How does life get more complex when it has been reduced and larger more complex lifeforms having not been able to survive the altered more hostile enviroment were wiped out in mass extinctions on Earth and only the smaller simpler lifeforms being able to survive? And yet life had managed to kickstart it's own evolution process again so that a mammal like shrew creature that in less than 65 million years became into an ape then in a blink of an evolutionary eye became human and here we are today all in a few million years after our latest global catastrophe.

Web, do you have a precise defintion of "complexity"?  I don't think so and no one else does either.  Is a cow more "complex" than a shrew?  Is a bird more "complex" than a dinosaur?

When mass extinctions happen species go extinct, but that doesn't equate to going back to "simpler" organisms.  For instance, when the KT extinction happened 65 million years ago, life didn't go back to one-celled organisms.  Instead, already "complex" mammals occupied an ecological niche that allowed them to survive the climatic changes while the equally "complex" dinos were vulnerable. In the oceans, many species of one-celled plankton went extinct but not all.
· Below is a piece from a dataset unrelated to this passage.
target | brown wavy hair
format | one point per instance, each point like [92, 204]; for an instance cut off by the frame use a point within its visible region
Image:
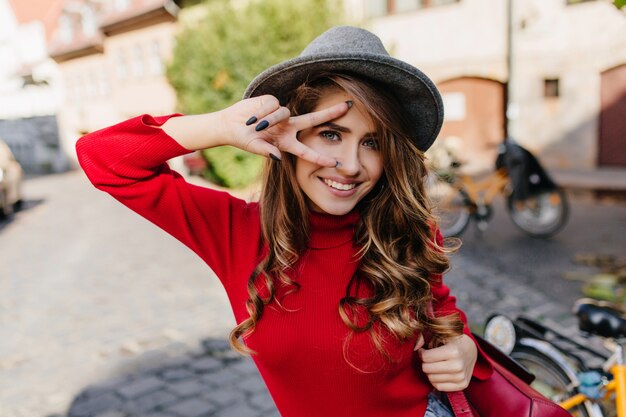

The average speed of evolution in the fossil record is about 0.01 darwins and really fast evolution is about 0.3 darwins.  Yet in contemporary experiments we see evolution rates of 10 to 3,000 darwins, or over 10,000 times faster than in the fossil record.  Plenty of time for natural selection to give the change.

One reason for the "rapidity" is that developmental genes can give big phenotypic changes.  The whole field of evo-devo shows that. Go to the thread "evolution of feathers -- evolution of novelty" to see how small changes in developmental genes can go from scales to feathers.  Make small changes in the early genes that control development -- the Hox and other homeodomain genes -- and you get big changes in the form of the animal. For instance, simply leave the gene for BMP-2 active for 3 hours longer in early development and you can convert the round wrist bones to very long bones as are found in bats.